Żal mi tej dziewczyny. Zakochana po uszy a wiadomo jak to z nastolatkami. Będzie miała żal do wszystkich i nie zrozumie, że to dla jej dobra. Ciekawe jakie podejmie decyzje, bo jak widać matka nie pomoże wybrać jej właściwych... Byle nie zrobiła niczego głupiego!
-
20
dziecinka
Zarejestrowany: 07-05-2008 11:21 .
Posty: 26147
2011-08-30 21:32:56
30 sierpnia 2011 21:32 | ID: 624086
myosotis24 06 (2011-08-30 21:28:41)
dziecinka (2011-08-30 21:25:52)
Może lepiej, żeby to nie córka przekazała? Mamę (Anketrin) inaczej potraktują. Iść np. do pedagoga szkolnego. Albo ostatecznie na policję... sama nie wiem już, gdzie lepiej... Szkoła i tak sie zorietuje po jakimś czasie, bo ta dziewczyna zapewne opuści się w nauce. Ale to może potrwać...

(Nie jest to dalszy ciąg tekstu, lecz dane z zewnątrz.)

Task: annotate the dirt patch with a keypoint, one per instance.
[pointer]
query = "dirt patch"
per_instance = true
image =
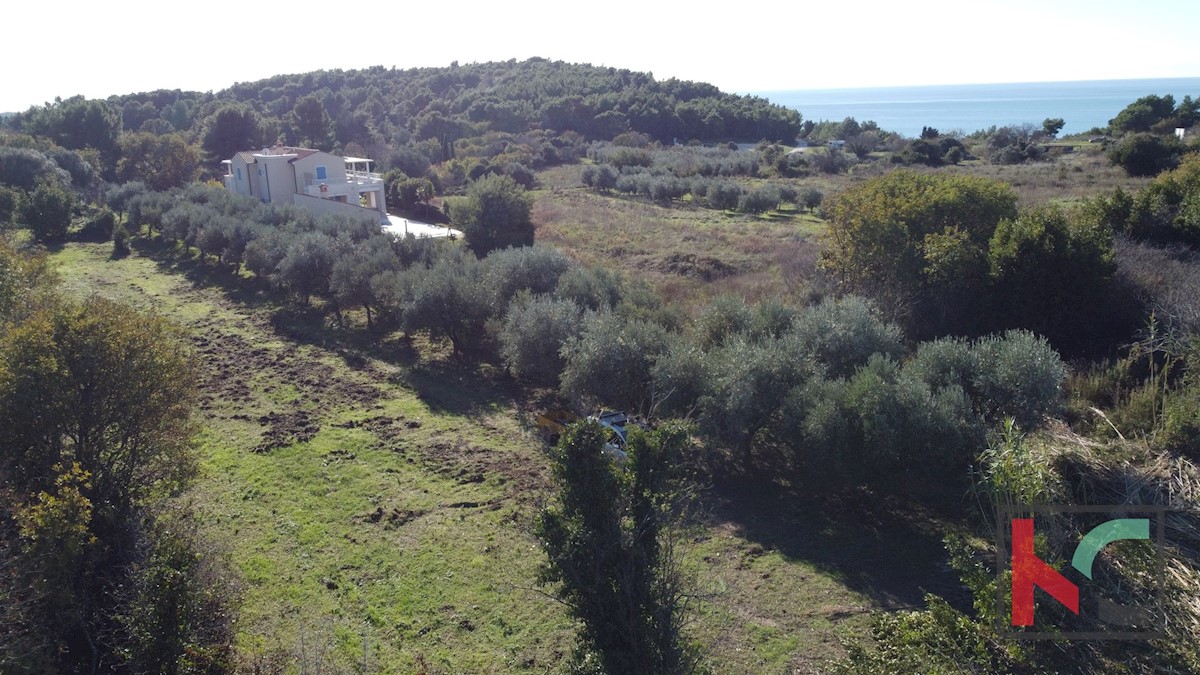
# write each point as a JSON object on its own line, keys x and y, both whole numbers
{"x": 468, "y": 463}
{"x": 285, "y": 429}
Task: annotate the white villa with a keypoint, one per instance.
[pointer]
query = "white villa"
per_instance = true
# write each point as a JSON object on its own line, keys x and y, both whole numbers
{"x": 319, "y": 181}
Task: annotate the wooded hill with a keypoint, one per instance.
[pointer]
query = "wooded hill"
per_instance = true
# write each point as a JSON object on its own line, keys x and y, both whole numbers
{"x": 430, "y": 108}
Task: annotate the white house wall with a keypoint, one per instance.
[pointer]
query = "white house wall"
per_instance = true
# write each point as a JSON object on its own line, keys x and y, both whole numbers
{"x": 244, "y": 177}
{"x": 322, "y": 207}
{"x": 306, "y": 169}
{"x": 276, "y": 180}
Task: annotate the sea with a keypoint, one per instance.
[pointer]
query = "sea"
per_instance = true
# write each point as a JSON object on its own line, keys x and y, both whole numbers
{"x": 970, "y": 107}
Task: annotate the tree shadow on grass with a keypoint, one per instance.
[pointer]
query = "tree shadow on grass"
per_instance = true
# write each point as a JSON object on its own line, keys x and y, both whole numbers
{"x": 207, "y": 274}
{"x": 886, "y": 548}
{"x": 454, "y": 386}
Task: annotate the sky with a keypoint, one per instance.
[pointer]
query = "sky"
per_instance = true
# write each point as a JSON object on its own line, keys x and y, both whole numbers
{"x": 67, "y": 47}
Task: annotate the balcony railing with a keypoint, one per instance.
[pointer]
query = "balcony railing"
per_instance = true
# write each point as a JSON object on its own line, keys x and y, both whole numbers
{"x": 364, "y": 175}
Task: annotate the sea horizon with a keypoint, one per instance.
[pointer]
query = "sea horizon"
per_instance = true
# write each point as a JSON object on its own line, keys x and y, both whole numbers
{"x": 1083, "y": 105}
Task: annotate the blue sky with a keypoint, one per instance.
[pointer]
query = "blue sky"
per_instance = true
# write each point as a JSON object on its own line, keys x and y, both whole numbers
{"x": 70, "y": 47}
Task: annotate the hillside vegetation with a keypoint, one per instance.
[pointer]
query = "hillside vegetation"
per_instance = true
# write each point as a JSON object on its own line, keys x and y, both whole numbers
{"x": 849, "y": 360}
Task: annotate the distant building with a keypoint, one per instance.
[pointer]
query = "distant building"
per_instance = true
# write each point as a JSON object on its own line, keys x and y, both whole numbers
{"x": 319, "y": 181}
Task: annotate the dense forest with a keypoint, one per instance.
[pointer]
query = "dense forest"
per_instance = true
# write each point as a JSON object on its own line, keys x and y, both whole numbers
{"x": 951, "y": 338}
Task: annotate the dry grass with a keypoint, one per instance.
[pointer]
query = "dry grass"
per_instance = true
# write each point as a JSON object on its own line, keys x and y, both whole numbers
{"x": 689, "y": 254}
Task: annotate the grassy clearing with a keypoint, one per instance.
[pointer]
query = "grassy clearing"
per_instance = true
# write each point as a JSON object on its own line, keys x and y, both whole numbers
{"x": 691, "y": 254}
{"x": 372, "y": 490}
{"x": 688, "y": 252}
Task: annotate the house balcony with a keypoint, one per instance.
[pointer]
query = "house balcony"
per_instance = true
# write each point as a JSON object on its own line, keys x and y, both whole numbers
{"x": 364, "y": 177}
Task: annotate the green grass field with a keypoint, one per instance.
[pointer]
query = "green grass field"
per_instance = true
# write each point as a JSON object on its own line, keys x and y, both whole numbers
{"x": 372, "y": 490}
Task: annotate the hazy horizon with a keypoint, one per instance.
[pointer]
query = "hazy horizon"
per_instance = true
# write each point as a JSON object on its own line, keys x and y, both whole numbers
{"x": 131, "y": 46}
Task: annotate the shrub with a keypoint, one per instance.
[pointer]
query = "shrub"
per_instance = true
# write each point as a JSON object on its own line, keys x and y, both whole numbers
{"x": 1145, "y": 154}
{"x": 120, "y": 242}
{"x": 47, "y": 210}
{"x": 760, "y": 201}
{"x": 745, "y": 384}
{"x": 721, "y": 320}
{"x": 1053, "y": 275}
{"x": 841, "y": 335}
{"x": 609, "y": 555}
{"x": 593, "y": 288}
{"x": 1021, "y": 376}
{"x": 535, "y": 328}
{"x": 535, "y": 269}
{"x": 611, "y": 362}
{"x": 886, "y": 426}
{"x": 724, "y": 195}
{"x": 811, "y": 198}
{"x": 451, "y": 299}
{"x": 495, "y": 214}
{"x": 1015, "y": 375}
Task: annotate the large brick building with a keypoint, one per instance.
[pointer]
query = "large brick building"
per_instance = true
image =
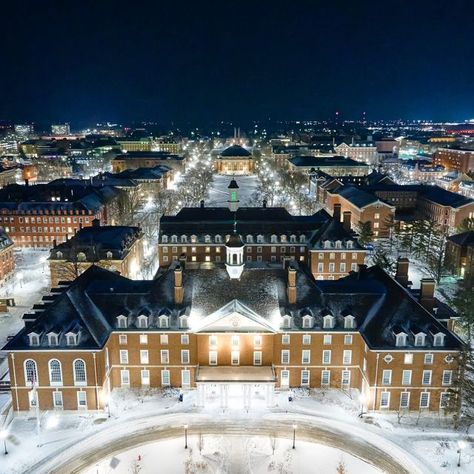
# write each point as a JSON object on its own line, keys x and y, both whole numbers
{"x": 269, "y": 234}
{"x": 209, "y": 329}
{"x": 39, "y": 215}
{"x": 117, "y": 248}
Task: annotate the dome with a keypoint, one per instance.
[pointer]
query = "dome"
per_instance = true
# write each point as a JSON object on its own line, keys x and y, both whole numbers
{"x": 235, "y": 150}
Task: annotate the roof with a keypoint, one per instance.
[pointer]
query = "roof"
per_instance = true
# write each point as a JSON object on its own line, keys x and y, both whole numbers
{"x": 236, "y": 150}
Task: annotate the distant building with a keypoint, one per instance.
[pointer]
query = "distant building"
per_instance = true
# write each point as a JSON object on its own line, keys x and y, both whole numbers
{"x": 116, "y": 248}
{"x": 7, "y": 257}
{"x": 460, "y": 253}
{"x": 149, "y": 159}
{"x": 234, "y": 160}
{"x": 457, "y": 159}
{"x": 62, "y": 129}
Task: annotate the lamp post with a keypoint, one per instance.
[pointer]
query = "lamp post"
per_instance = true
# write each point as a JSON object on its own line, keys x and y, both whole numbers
{"x": 3, "y": 435}
{"x": 185, "y": 436}
{"x": 461, "y": 446}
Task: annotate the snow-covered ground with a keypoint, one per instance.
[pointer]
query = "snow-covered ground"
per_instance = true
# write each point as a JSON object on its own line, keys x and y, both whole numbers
{"x": 139, "y": 418}
{"x": 219, "y": 194}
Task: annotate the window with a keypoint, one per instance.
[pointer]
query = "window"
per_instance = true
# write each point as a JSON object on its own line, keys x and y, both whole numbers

Żal mi tej dziewczyny. Zakochana po uszy a wiadomo jak to z nastolatkami. Będzie miała żal do wszystkich i nie zrozumie, że to dla jej dobra. Ciekawe jakie podejmie decyzje, bo jak widać matka nie pomoże wybrać jej właściwych... Byle nie zrobiła niczego głupiego!
Dlatego proponowałam szkołę. Bo jeśli tam praują ludzie na poziomie, to pomogą z jak najmniejszymi stratami wychowawczymi. Policja z kolei może uderzy w tego wygodnickiego faceta, co też by nie było złe.